KMAS
- Shelton, Washington; United States;
- Frequency: 1030 kHz
- Branding: The Voice of Mason County

Programming
- Format: Full service classic hits
- Affiliations: Seattle Mariners Radio Network; Seattle Seahawks; Seattle Kraken;

Ownership
- Owner: Jeff Slakey, John & Rachel Hansen; (Ephrata Radio LLC);

History
- First air date: September 2, 1962
- Call sign meaning: "Mason County"

Technical information
- Licensing authority: FCC
- Facility ID: 60878
- Class: B
- Power: 10,000 watts day 1,000 watts night
- Transmitter coordinates: 47°13′17″N 123°4′46″W﻿ / ﻿47.22139°N 123.07944°W
- Translators: 101.9 K270CJ (Olympia); 103.3 K277CZ (Shelton);
- Repeater: 94.5 KRXY (Shelton)

Links
- Public license information: Public file; LMS;
- Webcast: Listen live
- Website: www.tracingthefjord.com/kmas

= KMAS (AM) =

KMAS (1030 AM) is a radio station broadcasting a full service classic hits format licensed to Shelton, Washington, United States.

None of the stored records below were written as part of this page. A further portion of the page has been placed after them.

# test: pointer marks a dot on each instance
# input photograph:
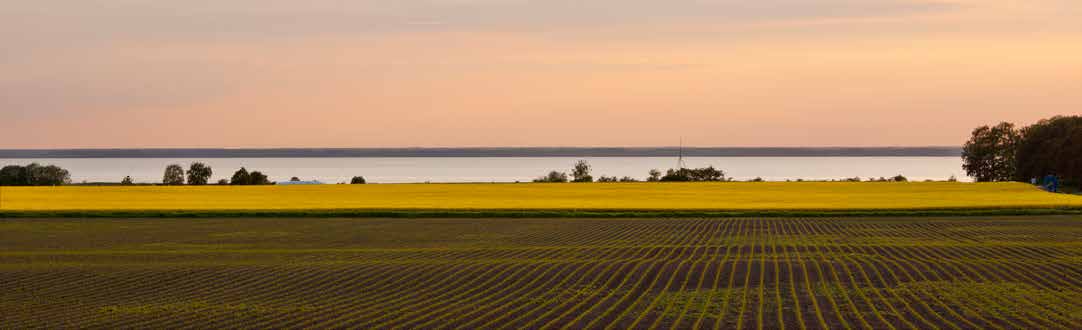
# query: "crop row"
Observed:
(612, 274)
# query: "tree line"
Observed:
(581, 172)
(34, 174)
(1006, 153)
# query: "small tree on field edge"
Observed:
(173, 176)
(199, 173)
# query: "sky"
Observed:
(124, 74)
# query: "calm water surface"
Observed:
(416, 170)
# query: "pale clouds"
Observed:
(444, 73)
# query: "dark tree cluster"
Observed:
(989, 155)
(197, 174)
(1048, 147)
(34, 174)
(580, 172)
(242, 177)
(553, 176)
(702, 174)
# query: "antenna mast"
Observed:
(680, 160)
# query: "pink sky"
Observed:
(518, 73)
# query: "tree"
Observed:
(581, 172)
(199, 173)
(34, 174)
(48, 175)
(259, 179)
(13, 175)
(655, 175)
(241, 177)
(174, 175)
(553, 177)
(702, 174)
(1051, 146)
(989, 155)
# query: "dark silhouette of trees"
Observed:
(655, 175)
(173, 176)
(989, 155)
(34, 174)
(1051, 146)
(702, 174)
(240, 177)
(199, 173)
(13, 175)
(581, 172)
(553, 176)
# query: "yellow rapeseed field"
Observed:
(622, 196)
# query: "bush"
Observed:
(581, 172)
(553, 177)
(199, 173)
(241, 177)
(13, 175)
(173, 176)
(655, 175)
(703, 174)
(607, 179)
(259, 179)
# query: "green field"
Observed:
(620, 199)
(953, 273)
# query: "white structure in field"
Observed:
(314, 182)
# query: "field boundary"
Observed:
(537, 213)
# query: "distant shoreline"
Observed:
(487, 152)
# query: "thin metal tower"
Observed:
(680, 160)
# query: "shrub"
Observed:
(173, 176)
(199, 173)
(607, 179)
(702, 174)
(581, 172)
(655, 175)
(259, 179)
(241, 177)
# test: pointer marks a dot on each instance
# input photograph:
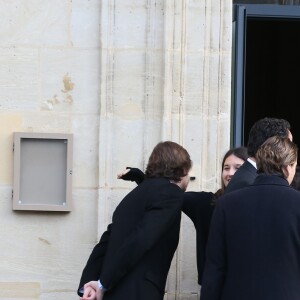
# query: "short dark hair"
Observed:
(296, 181)
(169, 160)
(274, 154)
(263, 129)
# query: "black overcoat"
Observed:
(140, 243)
(253, 249)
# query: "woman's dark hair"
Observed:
(275, 154)
(296, 181)
(240, 152)
(169, 160)
(263, 129)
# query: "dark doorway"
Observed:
(270, 65)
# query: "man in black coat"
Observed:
(259, 133)
(135, 253)
(253, 249)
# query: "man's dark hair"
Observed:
(264, 129)
(169, 160)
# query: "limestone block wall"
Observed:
(120, 76)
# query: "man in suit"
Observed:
(259, 133)
(253, 249)
(134, 255)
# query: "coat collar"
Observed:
(276, 179)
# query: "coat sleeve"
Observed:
(94, 264)
(216, 258)
(159, 217)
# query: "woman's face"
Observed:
(231, 164)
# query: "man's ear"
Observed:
(286, 171)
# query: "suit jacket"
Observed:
(141, 243)
(253, 249)
(244, 176)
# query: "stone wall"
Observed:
(120, 76)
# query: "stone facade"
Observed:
(120, 76)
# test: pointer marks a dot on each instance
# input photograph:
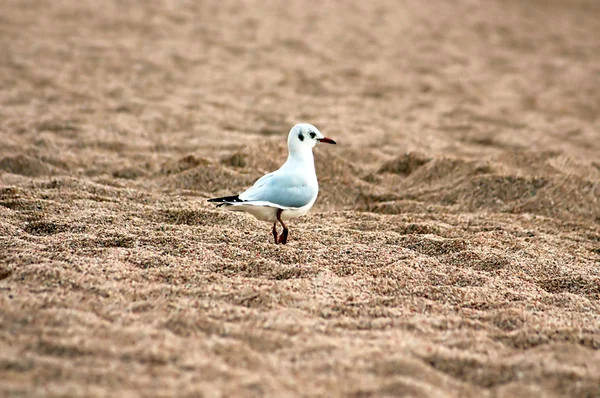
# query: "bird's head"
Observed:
(305, 136)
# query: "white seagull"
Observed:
(288, 192)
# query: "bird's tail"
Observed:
(226, 200)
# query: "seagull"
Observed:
(288, 192)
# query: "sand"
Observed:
(454, 250)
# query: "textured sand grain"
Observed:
(454, 249)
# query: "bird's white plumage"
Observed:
(293, 188)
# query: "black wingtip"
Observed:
(234, 198)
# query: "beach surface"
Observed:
(454, 249)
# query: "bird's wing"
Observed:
(289, 190)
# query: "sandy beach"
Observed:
(454, 249)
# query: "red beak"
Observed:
(327, 140)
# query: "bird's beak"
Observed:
(327, 140)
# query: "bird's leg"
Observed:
(275, 232)
(283, 236)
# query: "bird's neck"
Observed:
(300, 159)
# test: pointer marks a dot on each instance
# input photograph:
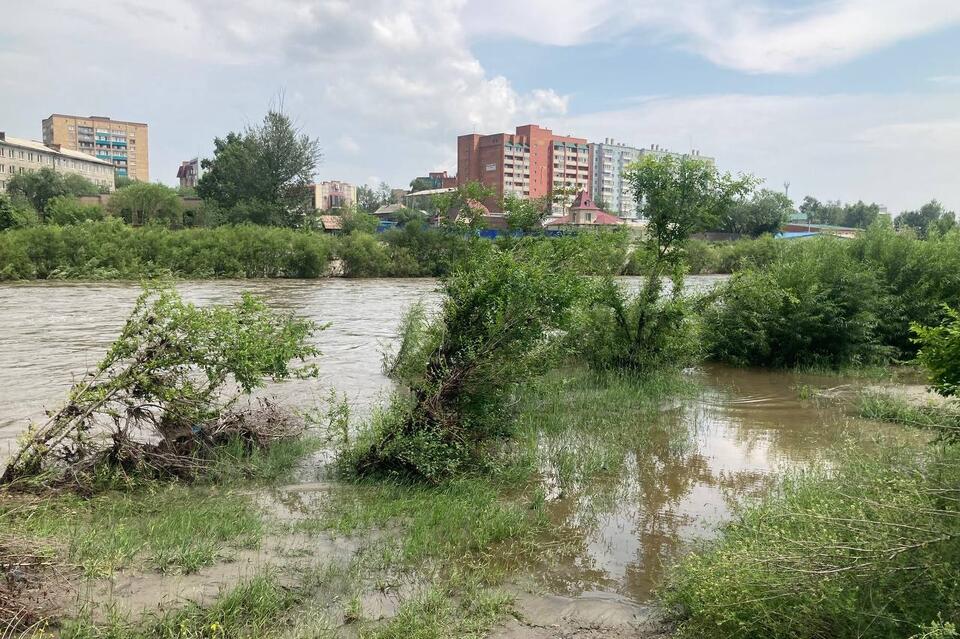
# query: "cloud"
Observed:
(897, 150)
(395, 76)
(754, 36)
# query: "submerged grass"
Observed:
(870, 549)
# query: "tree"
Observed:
(15, 214)
(680, 196)
(765, 212)
(39, 187)
(421, 184)
(66, 209)
(145, 203)
(860, 215)
(263, 174)
(930, 217)
(525, 214)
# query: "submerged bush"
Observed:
(870, 550)
(459, 367)
(161, 393)
(816, 306)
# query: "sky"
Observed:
(842, 99)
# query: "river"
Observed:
(744, 429)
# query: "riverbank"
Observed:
(606, 483)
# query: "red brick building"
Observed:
(530, 163)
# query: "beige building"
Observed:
(333, 195)
(19, 155)
(123, 144)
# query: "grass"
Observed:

KMAS is known as "The Voice Of Mason County". Its programming is also heard on translator station K277CZ (103.3 FM).

==History==
The station first signed on the air in September 1962. It was founded by Mason County Broadcasting Co. and originally broadcast on 1280 kHz as a daytime-only station with a power of 1,000 watts. The call letters KMAS were chosen to represent Mason County, although some say KMAS pays homage to Shelton's "Christmastown" moniker, and the station's first studios were located at the current location of the Wallace-Kneeland interchange before Highway 101 came through.

In 1984, the station underwent a technical change, moving from 1280 kHz to 1030 kHz. This move allowed KMAS to increase its signal coverage and eventually transition to 24-hour broadcasting, serving as the primary local news and information source for the South Puget Sound region. The daytime power is 10,000 watts and 1,000 watts at night.

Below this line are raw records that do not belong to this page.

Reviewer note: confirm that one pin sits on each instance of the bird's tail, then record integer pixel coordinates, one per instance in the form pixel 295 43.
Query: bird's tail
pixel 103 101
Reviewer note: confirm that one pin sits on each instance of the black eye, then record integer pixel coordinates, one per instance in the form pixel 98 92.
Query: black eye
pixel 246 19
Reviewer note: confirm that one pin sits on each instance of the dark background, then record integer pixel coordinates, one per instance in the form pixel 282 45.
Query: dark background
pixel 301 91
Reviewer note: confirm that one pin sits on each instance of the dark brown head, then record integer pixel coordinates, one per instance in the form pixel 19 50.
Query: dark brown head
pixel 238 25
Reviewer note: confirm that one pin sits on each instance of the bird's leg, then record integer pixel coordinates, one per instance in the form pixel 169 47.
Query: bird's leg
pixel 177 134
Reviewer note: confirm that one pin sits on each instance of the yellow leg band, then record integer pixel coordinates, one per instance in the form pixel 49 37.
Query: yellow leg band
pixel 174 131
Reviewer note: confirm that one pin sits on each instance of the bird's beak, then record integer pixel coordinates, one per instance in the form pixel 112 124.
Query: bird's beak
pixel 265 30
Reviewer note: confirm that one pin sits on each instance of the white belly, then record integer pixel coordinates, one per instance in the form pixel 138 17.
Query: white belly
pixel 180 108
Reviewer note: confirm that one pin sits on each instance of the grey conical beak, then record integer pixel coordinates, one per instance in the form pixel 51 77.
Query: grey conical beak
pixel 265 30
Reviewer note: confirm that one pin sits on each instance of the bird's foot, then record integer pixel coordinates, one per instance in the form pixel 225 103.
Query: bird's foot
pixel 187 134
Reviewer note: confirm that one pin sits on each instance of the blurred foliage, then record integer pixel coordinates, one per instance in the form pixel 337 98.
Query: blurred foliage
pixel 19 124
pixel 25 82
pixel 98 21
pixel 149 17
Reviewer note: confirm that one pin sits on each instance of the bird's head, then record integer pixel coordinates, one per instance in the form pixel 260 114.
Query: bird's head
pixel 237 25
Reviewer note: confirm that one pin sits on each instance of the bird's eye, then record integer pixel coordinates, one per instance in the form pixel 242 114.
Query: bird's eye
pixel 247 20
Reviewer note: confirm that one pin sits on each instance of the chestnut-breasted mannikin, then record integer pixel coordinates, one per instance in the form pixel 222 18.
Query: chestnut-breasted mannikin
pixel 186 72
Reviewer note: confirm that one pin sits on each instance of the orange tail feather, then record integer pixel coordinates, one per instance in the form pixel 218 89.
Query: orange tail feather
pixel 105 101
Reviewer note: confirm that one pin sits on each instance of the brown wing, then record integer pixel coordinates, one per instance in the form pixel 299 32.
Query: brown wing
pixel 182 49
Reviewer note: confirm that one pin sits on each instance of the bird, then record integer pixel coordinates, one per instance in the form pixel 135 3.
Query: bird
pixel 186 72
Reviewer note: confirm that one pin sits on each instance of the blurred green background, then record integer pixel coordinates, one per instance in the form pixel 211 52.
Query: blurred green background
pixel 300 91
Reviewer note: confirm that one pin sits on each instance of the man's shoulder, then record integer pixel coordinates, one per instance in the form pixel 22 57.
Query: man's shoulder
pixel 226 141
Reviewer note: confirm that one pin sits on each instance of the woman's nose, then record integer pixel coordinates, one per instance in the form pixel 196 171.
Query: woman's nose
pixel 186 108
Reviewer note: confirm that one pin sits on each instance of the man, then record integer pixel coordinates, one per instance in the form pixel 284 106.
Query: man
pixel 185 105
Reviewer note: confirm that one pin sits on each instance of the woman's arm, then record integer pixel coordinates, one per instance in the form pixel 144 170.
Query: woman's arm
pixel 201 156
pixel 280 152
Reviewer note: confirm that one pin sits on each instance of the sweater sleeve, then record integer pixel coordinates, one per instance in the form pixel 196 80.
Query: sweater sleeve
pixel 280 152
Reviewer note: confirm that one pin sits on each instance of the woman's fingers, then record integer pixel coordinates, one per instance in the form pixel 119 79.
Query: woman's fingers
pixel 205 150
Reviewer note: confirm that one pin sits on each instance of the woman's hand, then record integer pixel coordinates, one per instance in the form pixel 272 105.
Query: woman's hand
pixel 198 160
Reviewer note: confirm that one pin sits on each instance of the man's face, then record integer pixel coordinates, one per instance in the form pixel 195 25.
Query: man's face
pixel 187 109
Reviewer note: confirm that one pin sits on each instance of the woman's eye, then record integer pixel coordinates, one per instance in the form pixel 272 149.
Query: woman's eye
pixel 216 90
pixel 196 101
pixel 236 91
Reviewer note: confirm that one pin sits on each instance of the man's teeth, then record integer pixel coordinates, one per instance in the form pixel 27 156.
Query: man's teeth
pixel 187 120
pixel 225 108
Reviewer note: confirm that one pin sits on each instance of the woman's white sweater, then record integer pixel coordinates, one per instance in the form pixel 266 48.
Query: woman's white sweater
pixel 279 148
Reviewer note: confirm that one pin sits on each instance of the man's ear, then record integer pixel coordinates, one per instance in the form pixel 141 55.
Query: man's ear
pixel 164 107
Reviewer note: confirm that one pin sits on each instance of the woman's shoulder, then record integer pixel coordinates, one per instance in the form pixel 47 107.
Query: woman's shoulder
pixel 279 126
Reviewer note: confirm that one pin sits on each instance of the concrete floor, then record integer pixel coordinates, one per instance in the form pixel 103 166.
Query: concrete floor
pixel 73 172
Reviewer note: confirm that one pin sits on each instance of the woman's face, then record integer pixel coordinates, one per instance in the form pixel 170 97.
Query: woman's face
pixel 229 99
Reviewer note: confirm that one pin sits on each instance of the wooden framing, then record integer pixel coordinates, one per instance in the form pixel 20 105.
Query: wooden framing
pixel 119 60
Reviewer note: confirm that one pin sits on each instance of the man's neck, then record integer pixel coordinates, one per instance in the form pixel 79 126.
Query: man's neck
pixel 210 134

In 2007, the station was acquired by Olympic Broadcasting. During that time the station added its FM translator and jumped around until landing on its current frequency 103.3fm.
On January 3, 2012, KMAS changed their format from oldies to news/talk.

On January 12, 2016, KMAS rebranded to iFiberOne NewsRadio as a result of merging with local cable/fiber optic provider iFIBER Communications.

In 2023, longtime morning show host Jeff Slakey, along with John & Rachel Hansen, purchased KMAS from iFIBER Communications. The station transitioned back to a music station now playing music from 1965–2025 and across all genres. Slakey has been doing the morning show on KMAS for almost 20 years and is on from 6–10am weekdays. Rachel Hansen is on in the afternoon from 2-6pm and longtime local broadcaster Will Stone is on weeknights, midnight to 6am.

In 2024, KMAS was nominated for and won the Shelton Mason County Chamber of Commerce Business of the Year.

The station is known for being connected to the Mason County community with interviews with local elected officials, city and county employees, business leaders, school districts and other members of the community. In addition to covering the Shelton School District, the station covers news, scores and updates for other local districts, including North Mason High School and Mary M. Knight High School.

Beyond high school sports, KMAS served as a local affiliate for professional regional teams. It has frequently carried Seattle Mariners baseball and Seattle Seahawks football games for listeners in the Shelton and Olympic Peninsula area.

KMAS is also streaming online at kmas.com and listeners can also download the free KMAS radio app in Apple App & Google Play Store. KMAS also streams on smart speakers.

In September 2026, KMAS began simulcasting on KRXY 94.5 FM Shelton.